Débloquez le transfert d’espace aérien
La stratégie marocaine consiste également à faire avancer certains des dossiers qui n'ont pas été satisfaits depuis la lettre de Sánchez à Mohamed VI de mars 2022. Parmi eux, le transfert de l'espace aérien du Sahara occidental, actuellement contrôlé depuis le Sapin des Îles Canaries. Dans le jargon de l'aviation, Fir est une région d'information de vol où un service d'information de vol et d'avertissement (ALRS) est fourni. L'OACI délègue le contrôle opérationnel d'une FIR spécifique à un pays ; dans ce cas, celle qui couvre les îles Canaries et le Sahara occidental revient à l'Espagne.
Le groupe de travail établi par le Maroc et l'Espagne depuis le tournant copernicien du gouvernement espagnol dans le conflit du Sahara et le début de la soi-disant « nouvelle ère » des relations hispano-marocaines aborde le transfert de gestion qui, s'il était réalisé, serait une violation du droit international. Le partenaire de la coalition s'oppose ouvertement à cette mesure. « Nous rejetons la souveraineté marocaine sur le territoire du Sahara occidental. Également sur les eaux territoriales et l'espace aérien », ont déclaré il y a quelques mois des sources de Sumar au journal. D'autres mesures qui financeraient la reconnaissance de l'identité marocaine du territoire, comme l'installation d'un centre. de l'Institut Cervantes sont paralysés.
Ces nouvelles revendications de Rabat, exprimées par un homme politique socialiste, interviennent au milieu de l'impasse qui plane sur les douanes de Ceuta et Melilla, complètement bloquées du côté marocain et avec le sentiment qu'elles ne s'ouvriront pas car, pour les autorités marocaines , impliquerait la reconnaissance des frontières terrestres avec l’Espagne qu’ils nient avec insistance.
Le PSOE omet le Maroc de la présentation-cadre de son Congrès
Dans ce contexte de compétition entre la France et l'Espagne pour la faveur du Maroc, l'absence de mentions du Maroc et du conflit du Sahara dans la présentation-cadre du PSOE pour le Congrès qui célèbre la formation à la fin de ce mois à Séville est frappante. Le document se vante que « le PSOE a replacé l'Espagne au premier rang de la politique internationale et a élevé notre prestige et notre influence à des niveaux sans précédent dans l'histoire récente de notre pays », mais omet toute référence.
Lors du Congrès de 2021, Ferraz a en revanche qualifié le Maroc de « partenaire privilégié sur la rive sud de la Méditerranée », en prévision des mouvements qui seront enregistrés dans les mois suivants. « Nous devons continuer à renforcer ces liens et ces intérêts, qui nous permettent de surmonter des difficultés spécifiques. C'est pourquoi, au cours des prochaines années, nous progresserons dans le partenariat stratégique bilatéral à long terme que les gouvernements socialistes ont toujours promu ; d'autre part, et comme elle l'a fait depuis son arrivée au gouvernement, l'Espagne continuera à défendre en Europe le caractère stratégique que ce pays a pour l'Espagne et pour l'Europe », a-t-il promis.

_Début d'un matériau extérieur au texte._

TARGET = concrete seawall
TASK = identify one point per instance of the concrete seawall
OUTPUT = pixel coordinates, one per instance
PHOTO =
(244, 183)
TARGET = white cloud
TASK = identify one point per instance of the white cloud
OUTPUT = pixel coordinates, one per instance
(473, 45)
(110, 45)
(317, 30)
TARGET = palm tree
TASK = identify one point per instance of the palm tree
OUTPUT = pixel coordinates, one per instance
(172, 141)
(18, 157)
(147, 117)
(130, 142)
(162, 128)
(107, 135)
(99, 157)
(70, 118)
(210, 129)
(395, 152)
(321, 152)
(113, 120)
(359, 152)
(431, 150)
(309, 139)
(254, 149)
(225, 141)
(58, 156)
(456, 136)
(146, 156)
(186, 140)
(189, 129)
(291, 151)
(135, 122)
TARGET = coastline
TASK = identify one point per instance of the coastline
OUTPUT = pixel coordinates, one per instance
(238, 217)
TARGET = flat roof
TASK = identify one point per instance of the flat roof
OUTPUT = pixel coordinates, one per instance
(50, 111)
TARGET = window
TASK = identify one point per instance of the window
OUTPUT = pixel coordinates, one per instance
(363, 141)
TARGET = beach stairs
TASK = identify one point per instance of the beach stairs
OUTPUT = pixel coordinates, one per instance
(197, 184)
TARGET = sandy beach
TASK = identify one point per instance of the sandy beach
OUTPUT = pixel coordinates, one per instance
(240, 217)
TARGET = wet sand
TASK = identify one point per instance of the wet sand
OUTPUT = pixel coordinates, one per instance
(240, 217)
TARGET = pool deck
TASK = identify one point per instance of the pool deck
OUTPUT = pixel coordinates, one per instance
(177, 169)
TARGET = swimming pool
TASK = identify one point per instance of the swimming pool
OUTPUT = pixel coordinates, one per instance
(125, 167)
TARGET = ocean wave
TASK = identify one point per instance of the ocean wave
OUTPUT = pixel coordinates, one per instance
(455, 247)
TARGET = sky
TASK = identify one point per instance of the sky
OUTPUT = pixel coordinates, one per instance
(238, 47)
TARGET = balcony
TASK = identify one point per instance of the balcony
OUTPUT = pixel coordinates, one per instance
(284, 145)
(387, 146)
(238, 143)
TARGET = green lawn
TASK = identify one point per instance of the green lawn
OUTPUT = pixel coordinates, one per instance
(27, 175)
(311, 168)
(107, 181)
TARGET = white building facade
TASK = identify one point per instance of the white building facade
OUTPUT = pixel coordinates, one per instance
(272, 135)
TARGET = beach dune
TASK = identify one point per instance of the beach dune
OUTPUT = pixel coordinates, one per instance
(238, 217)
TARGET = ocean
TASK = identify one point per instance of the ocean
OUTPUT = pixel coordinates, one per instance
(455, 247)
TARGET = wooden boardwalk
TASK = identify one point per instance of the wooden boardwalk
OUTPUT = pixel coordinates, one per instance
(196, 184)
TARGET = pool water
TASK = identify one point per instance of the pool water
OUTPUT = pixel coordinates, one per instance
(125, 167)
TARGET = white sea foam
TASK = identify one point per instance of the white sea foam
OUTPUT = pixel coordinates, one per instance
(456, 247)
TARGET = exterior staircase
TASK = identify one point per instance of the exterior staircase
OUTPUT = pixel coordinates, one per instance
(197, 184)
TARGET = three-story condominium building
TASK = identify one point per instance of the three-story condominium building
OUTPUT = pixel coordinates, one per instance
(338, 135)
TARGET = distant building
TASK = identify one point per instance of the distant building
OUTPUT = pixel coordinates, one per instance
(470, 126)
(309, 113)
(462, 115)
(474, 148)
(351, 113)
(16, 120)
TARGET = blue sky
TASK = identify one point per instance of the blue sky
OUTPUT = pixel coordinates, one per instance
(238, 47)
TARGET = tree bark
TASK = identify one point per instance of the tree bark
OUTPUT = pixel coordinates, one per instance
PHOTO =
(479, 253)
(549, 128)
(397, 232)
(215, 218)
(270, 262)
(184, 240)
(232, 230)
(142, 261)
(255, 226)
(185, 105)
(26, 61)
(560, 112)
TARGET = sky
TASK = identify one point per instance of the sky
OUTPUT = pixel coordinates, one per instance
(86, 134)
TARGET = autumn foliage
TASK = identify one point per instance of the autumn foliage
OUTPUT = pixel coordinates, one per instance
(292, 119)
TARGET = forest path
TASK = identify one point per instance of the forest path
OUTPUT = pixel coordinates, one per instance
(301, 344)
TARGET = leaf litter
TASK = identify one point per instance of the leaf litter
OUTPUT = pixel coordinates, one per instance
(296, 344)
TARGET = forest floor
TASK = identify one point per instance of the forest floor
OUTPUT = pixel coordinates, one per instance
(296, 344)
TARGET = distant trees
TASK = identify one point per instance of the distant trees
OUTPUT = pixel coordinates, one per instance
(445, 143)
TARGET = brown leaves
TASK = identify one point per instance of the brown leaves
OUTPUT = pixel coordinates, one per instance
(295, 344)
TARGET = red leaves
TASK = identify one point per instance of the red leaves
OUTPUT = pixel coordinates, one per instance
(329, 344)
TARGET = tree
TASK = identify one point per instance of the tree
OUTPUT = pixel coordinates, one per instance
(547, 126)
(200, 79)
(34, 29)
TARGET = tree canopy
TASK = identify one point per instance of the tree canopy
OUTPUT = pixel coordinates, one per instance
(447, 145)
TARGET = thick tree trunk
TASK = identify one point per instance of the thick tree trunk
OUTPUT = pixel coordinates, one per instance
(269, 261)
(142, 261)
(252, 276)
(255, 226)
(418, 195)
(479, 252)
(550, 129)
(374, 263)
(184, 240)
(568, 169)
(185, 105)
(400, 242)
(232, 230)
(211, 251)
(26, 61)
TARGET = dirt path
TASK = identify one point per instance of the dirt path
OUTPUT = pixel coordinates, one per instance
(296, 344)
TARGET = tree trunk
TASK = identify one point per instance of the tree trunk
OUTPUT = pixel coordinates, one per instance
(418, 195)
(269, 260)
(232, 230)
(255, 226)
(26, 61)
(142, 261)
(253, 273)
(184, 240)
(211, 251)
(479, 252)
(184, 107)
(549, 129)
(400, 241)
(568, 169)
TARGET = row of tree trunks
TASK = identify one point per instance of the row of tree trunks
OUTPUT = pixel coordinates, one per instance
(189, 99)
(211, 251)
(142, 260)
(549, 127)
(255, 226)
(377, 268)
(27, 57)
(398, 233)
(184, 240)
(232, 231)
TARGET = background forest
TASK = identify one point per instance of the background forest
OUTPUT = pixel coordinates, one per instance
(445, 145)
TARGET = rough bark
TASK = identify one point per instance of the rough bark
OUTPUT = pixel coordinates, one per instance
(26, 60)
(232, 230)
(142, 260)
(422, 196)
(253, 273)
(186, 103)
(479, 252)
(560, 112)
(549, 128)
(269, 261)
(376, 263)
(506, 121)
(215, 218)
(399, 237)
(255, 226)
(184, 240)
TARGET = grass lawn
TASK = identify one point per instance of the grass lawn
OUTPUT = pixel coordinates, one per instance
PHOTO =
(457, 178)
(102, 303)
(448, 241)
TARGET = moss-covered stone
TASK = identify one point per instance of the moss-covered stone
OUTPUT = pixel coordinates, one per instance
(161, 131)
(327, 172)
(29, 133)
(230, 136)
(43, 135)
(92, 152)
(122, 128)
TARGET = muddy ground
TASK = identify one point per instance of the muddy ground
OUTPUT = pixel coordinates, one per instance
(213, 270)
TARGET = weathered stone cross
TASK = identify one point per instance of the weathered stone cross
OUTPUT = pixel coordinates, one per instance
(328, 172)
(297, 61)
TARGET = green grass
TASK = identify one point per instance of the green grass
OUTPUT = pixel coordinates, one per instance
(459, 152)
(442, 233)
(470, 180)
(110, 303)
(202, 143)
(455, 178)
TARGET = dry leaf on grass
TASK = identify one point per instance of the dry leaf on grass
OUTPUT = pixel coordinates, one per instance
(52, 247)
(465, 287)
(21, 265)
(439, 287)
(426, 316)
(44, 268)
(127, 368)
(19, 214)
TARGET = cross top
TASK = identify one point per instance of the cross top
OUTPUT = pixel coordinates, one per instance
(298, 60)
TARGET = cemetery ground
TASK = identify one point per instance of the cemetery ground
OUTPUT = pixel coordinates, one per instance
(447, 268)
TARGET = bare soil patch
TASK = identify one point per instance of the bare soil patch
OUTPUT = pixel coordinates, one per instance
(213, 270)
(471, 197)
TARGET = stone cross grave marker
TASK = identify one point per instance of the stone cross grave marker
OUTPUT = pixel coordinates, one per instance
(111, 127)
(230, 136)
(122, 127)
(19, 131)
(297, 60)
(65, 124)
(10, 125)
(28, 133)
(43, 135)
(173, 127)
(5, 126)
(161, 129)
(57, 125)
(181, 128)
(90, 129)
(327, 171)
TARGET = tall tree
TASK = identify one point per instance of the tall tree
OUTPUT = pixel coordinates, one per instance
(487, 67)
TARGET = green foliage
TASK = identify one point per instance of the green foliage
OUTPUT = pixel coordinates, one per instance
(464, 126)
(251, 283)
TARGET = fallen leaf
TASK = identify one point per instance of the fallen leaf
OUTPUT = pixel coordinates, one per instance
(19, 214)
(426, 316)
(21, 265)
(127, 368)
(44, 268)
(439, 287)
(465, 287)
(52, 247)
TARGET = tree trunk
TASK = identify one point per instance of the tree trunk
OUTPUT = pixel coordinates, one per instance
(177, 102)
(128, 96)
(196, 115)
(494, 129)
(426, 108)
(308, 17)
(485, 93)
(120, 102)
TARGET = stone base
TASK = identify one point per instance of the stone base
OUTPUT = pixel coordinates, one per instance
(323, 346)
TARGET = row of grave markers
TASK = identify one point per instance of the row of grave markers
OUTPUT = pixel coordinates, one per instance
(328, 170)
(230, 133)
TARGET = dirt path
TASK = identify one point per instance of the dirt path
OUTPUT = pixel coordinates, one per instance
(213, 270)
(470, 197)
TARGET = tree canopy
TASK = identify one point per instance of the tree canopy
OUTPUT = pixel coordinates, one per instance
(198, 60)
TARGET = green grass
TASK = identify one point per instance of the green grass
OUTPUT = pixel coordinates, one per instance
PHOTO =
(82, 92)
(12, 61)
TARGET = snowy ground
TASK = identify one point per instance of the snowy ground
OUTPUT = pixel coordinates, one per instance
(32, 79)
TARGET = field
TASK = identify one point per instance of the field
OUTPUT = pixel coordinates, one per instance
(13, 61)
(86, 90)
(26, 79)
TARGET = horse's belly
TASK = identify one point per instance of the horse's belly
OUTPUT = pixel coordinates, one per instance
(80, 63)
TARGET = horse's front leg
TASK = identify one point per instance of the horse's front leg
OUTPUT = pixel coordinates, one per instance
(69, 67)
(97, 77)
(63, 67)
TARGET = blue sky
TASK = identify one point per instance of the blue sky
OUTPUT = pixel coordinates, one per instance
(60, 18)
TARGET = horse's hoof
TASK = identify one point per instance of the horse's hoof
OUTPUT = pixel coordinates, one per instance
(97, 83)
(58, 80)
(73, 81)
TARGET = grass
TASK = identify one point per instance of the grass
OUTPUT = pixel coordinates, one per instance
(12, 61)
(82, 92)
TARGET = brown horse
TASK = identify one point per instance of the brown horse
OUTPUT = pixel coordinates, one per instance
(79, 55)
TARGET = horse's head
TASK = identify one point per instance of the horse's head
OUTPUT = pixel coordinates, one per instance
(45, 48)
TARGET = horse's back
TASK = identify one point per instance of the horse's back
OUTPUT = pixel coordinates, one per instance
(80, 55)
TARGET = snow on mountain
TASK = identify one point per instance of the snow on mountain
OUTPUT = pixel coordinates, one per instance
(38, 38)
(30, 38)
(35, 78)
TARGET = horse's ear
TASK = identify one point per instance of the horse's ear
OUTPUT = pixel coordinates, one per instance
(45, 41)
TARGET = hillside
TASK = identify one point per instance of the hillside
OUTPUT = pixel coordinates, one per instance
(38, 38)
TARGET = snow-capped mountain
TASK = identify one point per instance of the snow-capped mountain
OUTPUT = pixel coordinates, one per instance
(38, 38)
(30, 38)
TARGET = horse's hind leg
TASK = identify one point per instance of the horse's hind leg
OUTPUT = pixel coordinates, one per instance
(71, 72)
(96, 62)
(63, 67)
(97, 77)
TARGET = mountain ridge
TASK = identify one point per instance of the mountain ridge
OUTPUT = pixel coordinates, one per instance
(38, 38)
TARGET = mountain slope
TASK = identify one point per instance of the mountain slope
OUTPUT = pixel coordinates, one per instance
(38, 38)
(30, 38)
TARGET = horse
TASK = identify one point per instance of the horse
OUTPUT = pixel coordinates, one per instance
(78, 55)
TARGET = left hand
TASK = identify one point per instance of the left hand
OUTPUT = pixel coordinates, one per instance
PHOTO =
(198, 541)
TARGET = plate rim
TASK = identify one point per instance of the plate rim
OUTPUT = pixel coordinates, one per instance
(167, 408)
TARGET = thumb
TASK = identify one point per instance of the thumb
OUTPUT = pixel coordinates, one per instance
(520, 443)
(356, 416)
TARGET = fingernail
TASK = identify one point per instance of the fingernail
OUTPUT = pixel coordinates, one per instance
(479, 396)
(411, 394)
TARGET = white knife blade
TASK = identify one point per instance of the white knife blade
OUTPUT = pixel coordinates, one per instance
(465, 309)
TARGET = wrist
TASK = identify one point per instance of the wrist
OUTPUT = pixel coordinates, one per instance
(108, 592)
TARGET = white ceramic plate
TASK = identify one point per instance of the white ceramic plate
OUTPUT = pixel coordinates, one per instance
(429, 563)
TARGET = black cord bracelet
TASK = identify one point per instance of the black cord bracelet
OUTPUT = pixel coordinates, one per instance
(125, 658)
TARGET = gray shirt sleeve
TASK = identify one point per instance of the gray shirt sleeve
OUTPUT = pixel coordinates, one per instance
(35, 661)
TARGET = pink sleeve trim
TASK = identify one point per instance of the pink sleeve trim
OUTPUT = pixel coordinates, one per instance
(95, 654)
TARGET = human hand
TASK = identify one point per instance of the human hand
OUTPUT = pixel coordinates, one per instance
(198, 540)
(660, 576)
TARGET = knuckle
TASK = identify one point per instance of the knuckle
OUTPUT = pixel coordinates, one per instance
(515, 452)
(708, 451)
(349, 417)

L’Espagne et la France, avec les actions de leur diplomatie ces dernières années, ont été piégées dans la rivalité entre le Maroc et l’Algérie. « L'Algérie partage avec le Maroc la tendance à considérer ses interlocuteurs en fonction de leur position sur la question. Au fil des années, alors que le Maroc a abandonné l'option du référendum, Alger s'est accroché au principe d'autodétermination, ce qui a rendu impossible la négociation d'un accord. sortie de crise », souligne Khadija Mohsen-Finan, spécialiste du Maghreb et membre du comité de rédaction du magazine Orient XX. « En conséquence, le conflit au Sahara occidental a été gelé, ce qui porte préjudice, d'une part, aux Sahraouis et, d'autre part, à l'ensemble du Maghreb, dans la mesure où il empêche l'intégration de la région. L'Algérie perçoit désormais la coopération entre le Maroc et Israël comme une menace qui accroît les tensions et éloigne un peu plus la solution de la question du Sahara occidental », conclut-il.